Há vinte anos, o repórter conseguiu tirar o foco exclusivo das misérias e se propôs a mostrar as belezas da região. “Comecei com Fernando de Noronha, com dezenas de reportagens. Vale do Catimbau, onde tem um lugar bonito no Nordeste, como Atol das Rocas, as praias, eu fui mostrar para o Brasil que essa região é uma região maravilhosa”, diz, orgulhoso.

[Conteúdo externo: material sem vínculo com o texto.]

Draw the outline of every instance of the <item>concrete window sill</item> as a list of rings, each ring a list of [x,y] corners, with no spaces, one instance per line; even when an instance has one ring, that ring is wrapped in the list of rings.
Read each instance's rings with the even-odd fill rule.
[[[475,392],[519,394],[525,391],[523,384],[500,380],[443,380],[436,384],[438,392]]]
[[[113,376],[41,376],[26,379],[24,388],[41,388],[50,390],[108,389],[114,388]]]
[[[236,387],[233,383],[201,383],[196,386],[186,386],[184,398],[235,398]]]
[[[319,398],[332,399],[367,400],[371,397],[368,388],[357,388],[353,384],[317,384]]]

O jornalista não esquece o primeiro dia de trabalho, quando foi pego de surpresa e colocado para narrar o jogo entre Santa Cruz e São Paulo, no estádio do Morumbi. “Eu nunca tinha narrado um jogo, eu não sei narrar. Ainda bem que foi 0x0. Teve uma bola na trave, se fosse gol, eu não saberia gritar gol. Eu só sabia que era para falar quando acendia a luzinha vermelha ‘no ar’. Depois, saí da cabine suado, de medo e de tensão”, relembra.
Apesar de achar que esse seria seu primeiro e último dia, Chico acabou se deparando com a profissão que levaria para o resto da vida. “Fui insistindo, indo dia a dia e hoje vivi muitos dos 40 anos que a Rede Globo está completando agora”, afirma o jornalista, que nasceu no Ceará, mas se considera pernambucano de coração, tendo denunciado os problemas graves do Nordeste e também suas belezas. A evolução da tecnologia no fazer telejornalismo foi uma das coisas que o repórter pode acompanhar, começando com a película, em preto e branco, e chegando até as mais modernas câmeras digitais. “Hoje, essas câmeras mostram tudo, até as nossas rugas e imperfeições”, diz.
Referência no jornalismo da televisão brasileira, Chico José presenciou a volta da democracia. “Miguel Arraes, a volta dele foi um dos momentos que mais marcou a minha vida profissional, porque ele chegou no aeroclube em um avião pequeno, acenando. Aquilo ali me marcou porque era a volta da democracia”, conta o repórter. Durante a ditadura, o repórter teve de driblar desafios como falar da seca do Sertão, mas sem usar a palavra fome, que era proibida. “Naquela época não comiam o mesmo que comem. Eu consegui mostrar sem dizer a palavra fome, mas aquelas pessoas precisavam de ajuda lá onde elas estavam”, diz Chico, que teve como momento marcante quando uma senhora correu atrás do carro da TV em uma estrada do Sertão e os levou até a sua casa. “Ela parecia um boneco de Vitalino, cheia de poeira e suada”.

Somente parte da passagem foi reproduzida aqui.